Design Patterns for Avionics Control Systems (1994) - andrewvc
http://gee.cs.oswego.edu/dl/acs/acs/acs.html?1

======
andrewvc
Interestingly, one finds 'reactive' programming in such old systems. What's
old is new again!

 _" From a structural perspective, an ACS may be seen as an instance of a
Model-View-Controller (MVC) design[7]. An ACS maintains a ``reactive'' model
of the world that is controlled via updates in response to new data sources"_

------
HeyLaughingBoy
It's interesting that the GoF Design Patterns book was already out at this
time. I didn't know it was that old. In 1994 I had only a vague idea of what
OO design was. I was still mostly designing hardware and in my area of
software (embedded systems), there were still lots of arguments over whether C
should be used instead of the various Assembly languages!
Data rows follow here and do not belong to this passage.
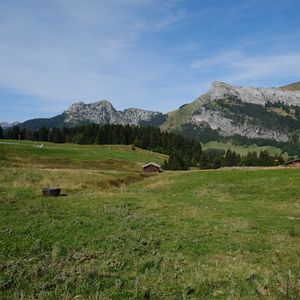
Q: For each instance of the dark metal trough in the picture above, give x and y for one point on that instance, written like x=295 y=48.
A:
x=51 y=192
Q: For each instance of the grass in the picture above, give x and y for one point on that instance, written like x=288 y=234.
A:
x=78 y=156
x=242 y=150
x=225 y=234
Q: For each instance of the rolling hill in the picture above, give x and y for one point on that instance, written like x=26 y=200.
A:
x=224 y=111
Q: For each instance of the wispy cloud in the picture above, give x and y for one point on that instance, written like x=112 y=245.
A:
x=238 y=66
x=146 y=53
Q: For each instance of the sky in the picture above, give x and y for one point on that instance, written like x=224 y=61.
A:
x=148 y=54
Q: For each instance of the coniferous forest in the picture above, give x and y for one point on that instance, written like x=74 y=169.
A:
x=184 y=153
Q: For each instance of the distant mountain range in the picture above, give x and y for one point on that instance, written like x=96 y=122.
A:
x=8 y=125
x=224 y=111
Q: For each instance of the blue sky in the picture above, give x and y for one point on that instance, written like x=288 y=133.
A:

After having to implement 16-bit long division in assembly on a processor that
only had a single 8-bit accumulator I vowed to never again use a CPU that
didn't support C very well. One painful experience was enough to cause me to
switch.

That MVC was in use for this isn't surprising: by early 1998 I was seeing it
being strongly advocated for embedded systems user interfaces.

------
andrewvc
I should also add that this is written by Doug Lea, the same guy behind a lot
of java.util.concurrent.